7. Elections, silence as if in a funeral house.
This was the eve of an American presidential election which was turning all tables of precedence to elect a black man to the most prestigious office in the world. Compare the elections there in the US and in India. Here it is like a festival. We have a habit of turning everything to a festival and democracy is the most widely celebrated festival in India. All the people and netas on the road, posters, banners, flex boards, announcements, public meetings and stuff make it noticeable all around the place. But the American election is too calm and quiet to even notice it. Meetings and announcements are conducted in a concealed manner. May be they are fed up of democracy or I wonder if it is a democracy at all.

8. Courtesy and patience.
I believe this is one thing all Indians can emulate. At least patience, here everyone is such a hurry that they hardly think about themselves. May be its struggle for survival that makes Indians go crazy, hazy. Although we are never courteous a good deed done will always be rewarded and not just considered over with thanks.
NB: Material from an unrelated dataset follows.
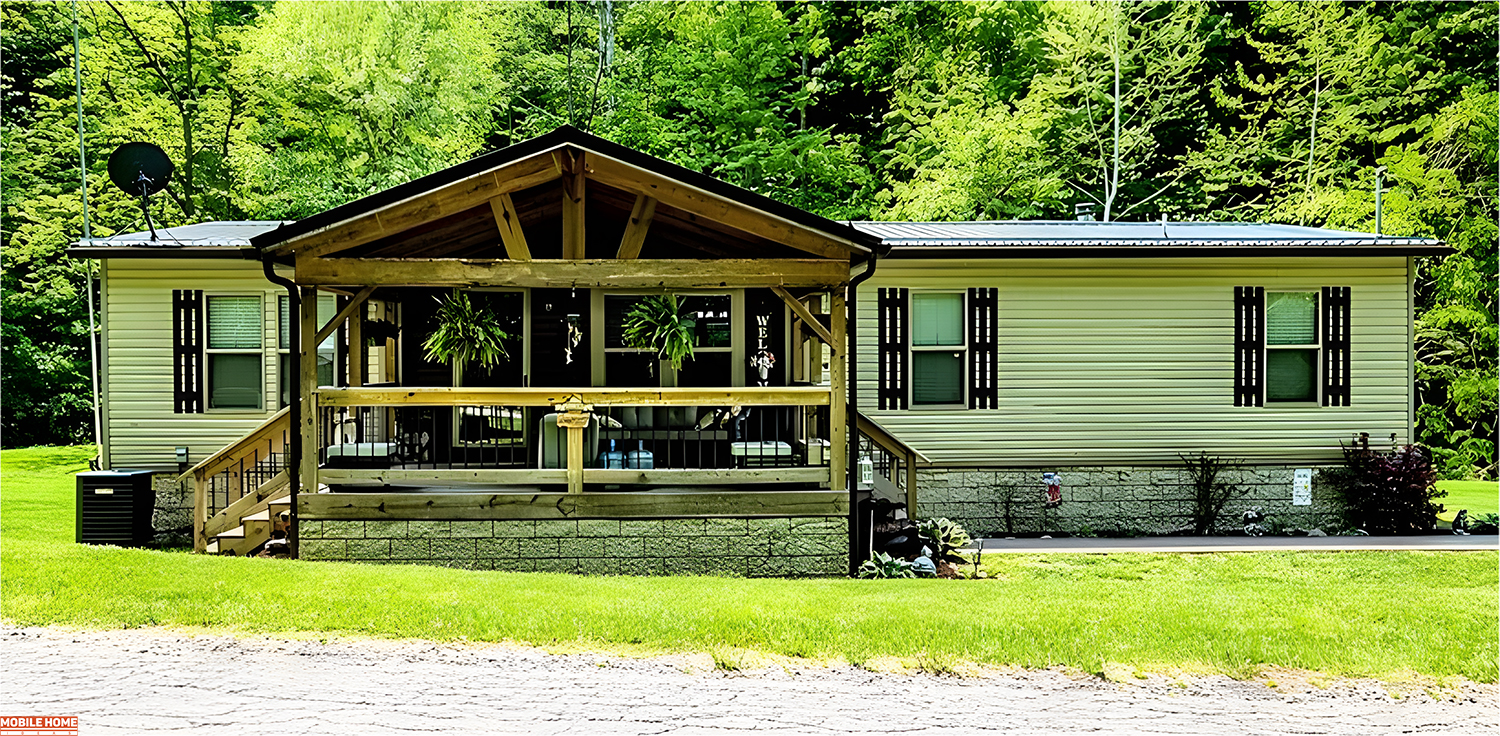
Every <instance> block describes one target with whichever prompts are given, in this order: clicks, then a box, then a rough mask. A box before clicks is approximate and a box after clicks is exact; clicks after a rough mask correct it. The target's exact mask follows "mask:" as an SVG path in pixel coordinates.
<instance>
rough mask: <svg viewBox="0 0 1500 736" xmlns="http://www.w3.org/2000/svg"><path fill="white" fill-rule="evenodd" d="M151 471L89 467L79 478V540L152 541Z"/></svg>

9. Cars, more important than legs.
I think the number of cars outrun the number of people in this nation. The home to the biggest car market, there are on an average 2 cars per home. Cars are like your seconds pair of legs. And without a car, if you are not in New York you are pretty much an imbecile. This is a lesson I learnt the hard way as I was confined to my hotel and office and missing the most of the life in American. If I ever go there one more time, even if for a week, I will definitely get a car.

10. Ads means insurance, medicines and phone companies
When most of the ads in Indian television are soaps, foods, washing powders and targeting kids and youth the ads in American TV are all about insurance and medicines. As a cherry to pudding there are some mobile service provider's ads too. May be these shows the Americans dependence on medicines and insurance? They live the worst kind of nutritional diet and for all your diseases they run to the doctors and the pharmacy companies have carved such a niche for themselves with this medicine obsessed population who has a heavy dependence on health care which only insurance companies can provide.

After all I feel that if Indian is little more clean and disciplined I would love to stay in this country for ever more.